Agglomerative clustering of the groups based on their labels, or based on some function of their labels such as the values of a linked matrix or tree. See SampleSession#running-a-cluster-analysis

Spatial analyses

These are moving window analyses. See SampleSession#running-a-spatial-moving-window-analysis

Matrix visualisations

Available from version 0.16.

Need to add text here.

Region Grower

Available from version 0.16.

Need to add text here.

Randomisations

See SampleSession#running-a-randomisation.

Where do the randomisation results go and what do they mean?

The randomisations do not themselves store any results. All results are added as additional lists in the spatial and cluster outputs. They can be accessed under the chooser which defaults to SPATIAL_RESULTS for a spatial analysis and Cluster for a cluster analysis.

Assume in this case that Rand1 was used as the name of the randomisation (despite knowing full well that it is a poor choice of name and that in three weeks time we will have no idea what it means or was for).

  1. Spatial analyses. The randomisation results for spatial analyses go into a set of lists prefixed with Rand1>> in the respective output. So, for an anal;ysis which only has SPATIAL_RESULTS, a new list is added called SPATIAL_RESULTS>>Rand1. The naming scheme of the contents is explained below.
  2. Cluster analyses (trees) have at least three lists attached to each node, with a fourth if a spatial analysis was conducted on each node.
  3. Rand1 contains summary statistics of the most similar nodes between the original and randomised trees (e.g. mean, median, SD, quartiles, count of comparisons, how many were identical), with the similarity assessed using a Sorenson dissimilarity index (zero is identical, 0.5 means half of the terminal elements across both nodes were shared, with double counting of shared nodes).
  4. Rand1_DATA is the full set of Sorenson comparison results in case you want to extract them for other nefarious purposes (e.g. how many times did the randomisation produce a node which had 80% or more terminal elements in common?).
  5. Rand1_ID_LDIFFS contains the total lengths (from the tip of the tree) of those nodes that contained an identical set of terminal elements. If all (or most) are longer then the original tree at least has a shorter total length, even though it resulted in the same set of elements being grouped together. (The name is an abbreviation of IDentical node Length DIFFerences. This is a confusing abbreviation and name, so any suggestions are welcome.)
  6. Rand1_SPATIAL contains the comparison values of the spatial outputs for the most similar nodes. The naming scheme is explained below.
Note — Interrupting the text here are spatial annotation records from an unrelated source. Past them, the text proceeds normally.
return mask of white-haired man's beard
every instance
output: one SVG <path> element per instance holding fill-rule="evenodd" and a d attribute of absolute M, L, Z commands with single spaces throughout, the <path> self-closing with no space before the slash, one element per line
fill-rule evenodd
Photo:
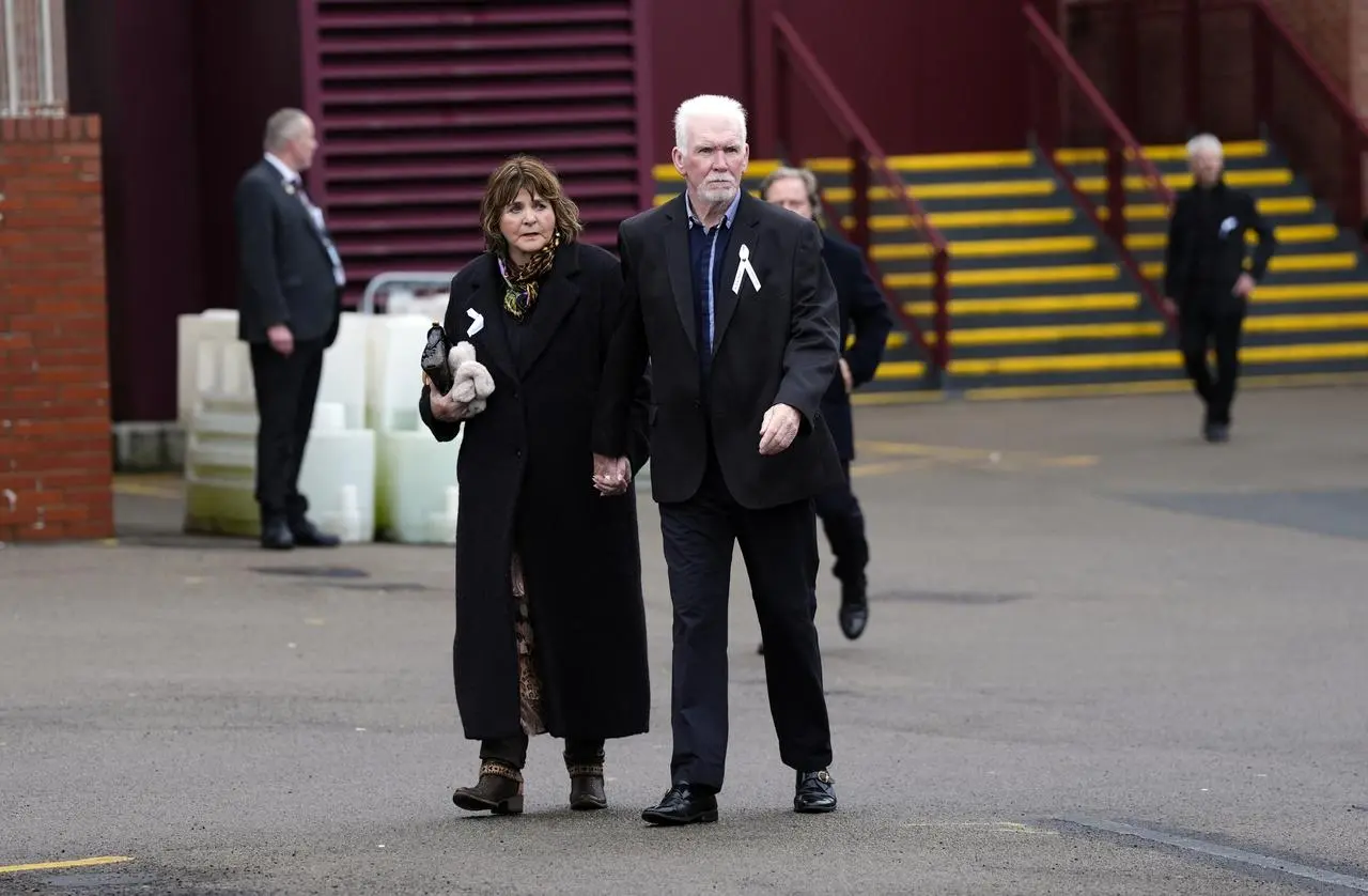
<path fill-rule="evenodd" d="M 706 181 L 698 194 L 705 202 L 731 202 L 736 197 L 736 181 Z"/>

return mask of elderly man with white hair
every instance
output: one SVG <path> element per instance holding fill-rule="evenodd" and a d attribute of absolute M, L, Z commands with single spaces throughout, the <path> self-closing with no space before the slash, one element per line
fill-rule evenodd
<path fill-rule="evenodd" d="M 1226 442 L 1249 297 L 1268 271 L 1276 241 L 1253 197 L 1226 186 L 1219 140 L 1193 137 L 1187 161 L 1193 186 L 1178 197 L 1168 223 L 1164 295 L 1179 317 L 1183 367 L 1207 406 L 1202 435 L 1208 442 Z M 1259 234 L 1259 243 L 1245 269 L 1245 234 L 1250 230 Z M 1215 379 L 1207 365 L 1208 347 L 1216 352 Z"/>
<path fill-rule="evenodd" d="M 674 606 L 670 789 L 642 817 L 717 821 L 726 759 L 726 603 L 740 543 L 793 810 L 836 808 L 822 692 L 814 498 L 844 482 L 821 410 L 840 360 L 817 224 L 741 189 L 746 111 L 674 116 L 684 190 L 618 230 L 624 312 L 595 423 L 595 484 L 625 477 L 632 388 L 651 364 L 651 490 Z"/>

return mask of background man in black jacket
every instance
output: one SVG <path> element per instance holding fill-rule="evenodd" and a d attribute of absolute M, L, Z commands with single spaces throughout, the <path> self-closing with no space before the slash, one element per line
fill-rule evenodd
<path fill-rule="evenodd" d="M 1239 378 L 1239 338 L 1254 291 L 1276 241 L 1248 193 L 1233 190 L 1222 178 L 1224 150 L 1211 134 L 1187 142 L 1193 186 L 1178 197 L 1168 223 L 1164 295 L 1179 316 L 1183 367 L 1207 405 L 1202 435 L 1208 442 L 1230 438 L 1230 405 Z M 1246 231 L 1259 234 L 1245 269 Z M 1207 365 L 1208 346 L 1216 350 L 1216 379 Z"/>
<path fill-rule="evenodd" d="M 346 276 L 300 172 L 317 149 L 313 122 L 280 109 L 265 124 L 265 156 L 238 181 L 238 337 L 252 346 L 261 544 L 331 547 L 306 517 L 300 464 L 313 423 L 323 350 L 337 338 Z"/>
<path fill-rule="evenodd" d="M 672 787 L 642 817 L 717 821 L 726 759 L 726 603 L 740 544 L 765 637 L 793 808 L 836 808 L 822 655 L 813 624 L 813 498 L 841 482 L 821 409 L 840 360 L 836 289 L 813 222 L 741 189 L 736 100 L 700 96 L 674 119 L 684 192 L 622 222 L 624 320 L 609 352 L 594 482 L 621 487 L 632 395 L 651 364 L 651 491 L 674 607 Z"/>
<path fill-rule="evenodd" d="M 841 239 L 822 216 L 817 176 L 806 168 L 777 168 L 761 182 L 761 198 L 817 222 L 822 228 L 822 261 L 836 285 L 840 306 L 841 360 L 837 376 L 822 395 L 822 412 L 841 457 L 845 479 L 817 497 L 817 516 L 836 555 L 832 572 L 841 583 L 840 624 L 845 637 L 856 639 L 869 622 L 865 568 L 869 542 L 865 514 L 851 490 L 851 461 L 855 458 L 855 424 L 851 393 L 874 379 L 884 358 L 884 345 L 893 328 L 884 294 L 865 265 L 859 248 Z M 854 342 L 850 338 L 854 335 Z M 761 644 L 761 650 L 765 646 Z"/>

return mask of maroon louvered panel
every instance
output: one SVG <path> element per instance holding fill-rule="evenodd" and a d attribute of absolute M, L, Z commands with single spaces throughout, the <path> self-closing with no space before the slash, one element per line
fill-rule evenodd
<path fill-rule="evenodd" d="M 347 293 L 386 271 L 451 271 L 479 253 L 490 171 L 528 152 L 613 246 L 640 209 L 633 0 L 301 0 L 311 193 L 347 261 Z"/>

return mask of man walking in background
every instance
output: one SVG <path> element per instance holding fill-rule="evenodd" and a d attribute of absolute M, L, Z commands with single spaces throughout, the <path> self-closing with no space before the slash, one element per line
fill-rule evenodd
<path fill-rule="evenodd" d="M 884 345 L 893 328 L 882 293 L 869 275 L 860 250 L 828 227 L 822 215 L 817 176 L 806 168 L 777 168 L 761 182 L 761 198 L 782 205 L 791 212 L 817 222 L 822 231 L 822 261 L 836 285 L 840 306 L 841 358 L 839 372 L 822 395 L 822 413 L 832 431 L 841 458 L 844 482 L 817 495 L 817 516 L 826 529 L 836 557 L 836 579 L 841 583 L 841 632 L 851 640 L 865 632 L 869 622 L 869 595 L 865 568 L 869 565 L 869 542 L 865 539 L 865 514 L 851 490 L 851 461 L 855 458 L 855 424 L 851 393 L 874 379 L 884 358 Z M 850 338 L 854 337 L 854 342 Z M 761 644 L 765 653 L 765 644 Z"/>
<path fill-rule="evenodd" d="M 233 198 L 238 237 L 238 338 L 250 343 L 256 386 L 256 499 L 261 546 L 332 547 L 305 513 L 300 465 L 313 423 L 323 350 L 341 319 L 342 260 L 323 212 L 304 192 L 317 149 L 313 122 L 280 109 L 265 124 L 265 156 L 242 175 Z"/>
<path fill-rule="evenodd" d="M 1207 406 L 1202 436 L 1226 442 L 1249 297 L 1268 271 L 1276 241 L 1253 197 L 1226 186 L 1219 140 L 1193 137 L 1187 163 L 1193 186 L 1178 197 L 1168 222 L 1164 295 L 1170 311 L 1178 313 L 1183 367 Z M 1259 245 L 1245 271 L 1245 234 L 1250 230 L 1259 234 Z M 1208 347 L 1216 350 L 1215 380 L 1207 365 Z"/>

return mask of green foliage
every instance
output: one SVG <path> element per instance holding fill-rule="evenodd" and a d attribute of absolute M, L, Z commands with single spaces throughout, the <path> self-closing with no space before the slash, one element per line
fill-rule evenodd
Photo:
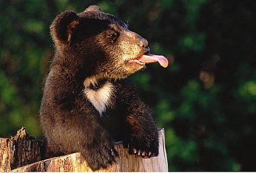
<path fill-rule="evenodd" d="M 53 56 L 49 27 L 65 10 L 99 5 L 146 38 L 166 69 L 128 78 L 165 128 L 170 170 L 255 170 L 254 1 L 1 1 L 0 137 L 38 114 Z"/>

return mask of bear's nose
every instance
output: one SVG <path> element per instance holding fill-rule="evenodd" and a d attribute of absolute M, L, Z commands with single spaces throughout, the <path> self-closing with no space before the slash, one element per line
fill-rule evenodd
<path fill-rule="evenodd" d="M 146 39 L 145 39 L 144 38 L 140 38 L 139 41 L 138 41 L 138 44 L 140 47 L 144 47 L 144 48 L 148 48 L 148 42 Z"/>

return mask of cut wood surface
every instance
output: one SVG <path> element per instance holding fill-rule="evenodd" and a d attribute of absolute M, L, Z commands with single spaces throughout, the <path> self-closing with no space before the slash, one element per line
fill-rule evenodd
<path fill-rule="evenodd" d="M 128 171 L 168 171 L 167 157 L 165 150 L 164 143 L 164 130 L 163 128 L 159 130 L 159 155 L 156 157 L 150 158 L 142 158 L 130 155 L 128 152 L 128 149 L 124 148 L 122 144 L 115 146 L 115 148 L 118 152 L 119 156 L 116 157 L 116 162 L 110 165 L 106 169 L 101 169 L 99 172 L 128 172 Z M 7 140 L 7 139 L 5 139 Z M 3 146 L 4 145 L 3 145 Z M 1 150 L 2 145 L 1 145 Z M 2 150 L 1 150 L 2 151 Z M 1 160 L 0 154 L 0 160 Z M 4 155 L 7 157 L 6 155 Z M 7 162 L 3 160 L 0 160 L 2 164 L 4 162 L 9 165 Z M 6 166 L 5 166 L 6 167 Z M 88 166 L 85 161 L 79 152 L 51 158 L 45 160 L 35 162 L 19 167 L 15 169 L 7 170 L 2 166 L 0 171 L 13 171 L 13 172 L 91 172 L 92 170 Z"/>
<path fill-rule="evenodd" d="M 29 136 L 24 127 L 11 139 L 0 138 L 0 171 L 11 171 L 39 161 L 41 145 L 41 141 Z"/>

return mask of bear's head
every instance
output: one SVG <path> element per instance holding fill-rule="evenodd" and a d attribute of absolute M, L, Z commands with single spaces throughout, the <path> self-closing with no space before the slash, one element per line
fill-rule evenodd
<path fill-rule="evenodd" d="M 145 39 L 95 5 L 78 14 L 61 13 L 53 22 L 51 33 L 56 49 L 53 62 L 76 70 L 84 78 L 126 77 L 144 67 L 137 59 L 150 50 Z"/>

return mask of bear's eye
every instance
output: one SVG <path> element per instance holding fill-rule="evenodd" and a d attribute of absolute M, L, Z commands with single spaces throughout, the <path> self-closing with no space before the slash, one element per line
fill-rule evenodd
<path fill-rule="evenodd" d="M 116 33 L 110 34 L 108 35 L 108 38 L 114 39 L 116 39 L 118 37 L 118 35 Z"/>

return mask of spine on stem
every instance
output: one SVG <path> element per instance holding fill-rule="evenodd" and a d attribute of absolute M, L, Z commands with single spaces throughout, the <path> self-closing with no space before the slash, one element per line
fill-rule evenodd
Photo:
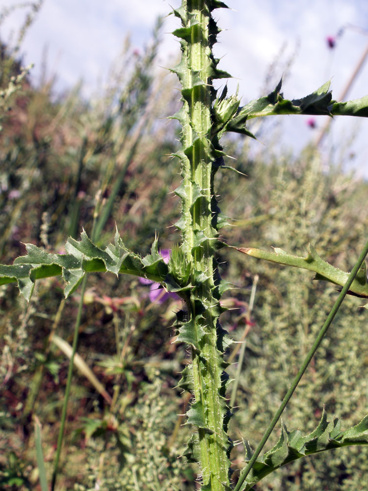
<path fill-rule="evenodd" d="M 229 105 L 233 112 L 238 102 L 232 98 L 228 103 L 226 89 L 216 100 L 212 84 L 214 79 L 230 76 L 217 69 L 218 60 L 212 53 L 218 29 L 211 13 L 222 7 L 226 5 L 215 0 L 183 0 L 174 11 L 182 21 L 182 27 L 173 33 L 180 40 L 181 61 L 173 71 L 182 85 L 183 106 L 173 117 L 183 128 L 182 148 L 177 154 L 183 181 L 175 191 L 182 201 L 182 217 L 176 224 L 182 243 L 173 250 L 170 264 L 178 282 L 191 285 L 184 296 L 188 316 L 178 316 L 178 340 L 189 344 L 192 359 L 184 370 L 180 385 L 193 396 L 187 422 L 197 427 L 198 432 L 185 455 L 199 463 L 203 491 L 231 489 L 232 444 L 227 434 L 231 413 L 225 397 L 227 376 L 223 359 L 229 341 L 218 320 L 224 289 L 214 257 L 221 245 L 218 229 L 224 219 L 217 206 L 213 179 L 223 164 L 218 141 L 221 129 L 230 116 Z"/>

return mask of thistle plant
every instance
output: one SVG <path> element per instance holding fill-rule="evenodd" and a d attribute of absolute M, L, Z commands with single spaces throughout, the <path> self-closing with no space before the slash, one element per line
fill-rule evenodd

What do the names and values in the spatial comparison lists mean? The indices shown are those used in the comparisons, prefixed by a letter with an underscore.

  • C_* (e.g. C_ENDC_CWE, C_NUM_MAX) is the number of times the original value was higher than the comparison.
  • Q_* (e.g. Q_ENDC_CWE, Q_NUM_MAX) is the number of comparisons (q = quantum). We could use the number of iterations directly, however there may be cases where undefined values result for some indices. We cannot compare undefined with a number, and we also cannot be sure that the number of times undef results is the same for all indices.
  • P_* (e.g. P_ENDC_CWE, P_NUM_MAX) is the fractional ranking of the original value against those generated by the set of randomisations, calculated as C_* / Q_*. Multiply by 100 to get a percentile. The P_* score is converted into a p-score in the normal way, i.e. if P_* = 0.99 then the original measure is higher than the randomised versions 99 times out of every hundred. If one considers higher scores to be more significant (a one tailed test) then this is the same as a p score of 0.01. Obviously one changes the interpretation appropriately if it is a two tailed system, e.g. the mean of numeric labels (NUM_MEAN) can be higher or lower than the set of randomisation results. So long as it is in one of the tails of the distribution then the original result is significantly more extreme than that generated by the randomisation (e.g. P_NUM_MEAN < 0.025 or P_NUM_MEAN > 0.975 for an alpha of 0.05).
  • T_* (e.g. T_ENDC_CWE, T_NUM_MAX) is the number of ties, being the count of the number of times the original value was the same as the randomised value. If there were no ties then this index is not listed. (Note - ties are only counted from version 0.15, see issue #146).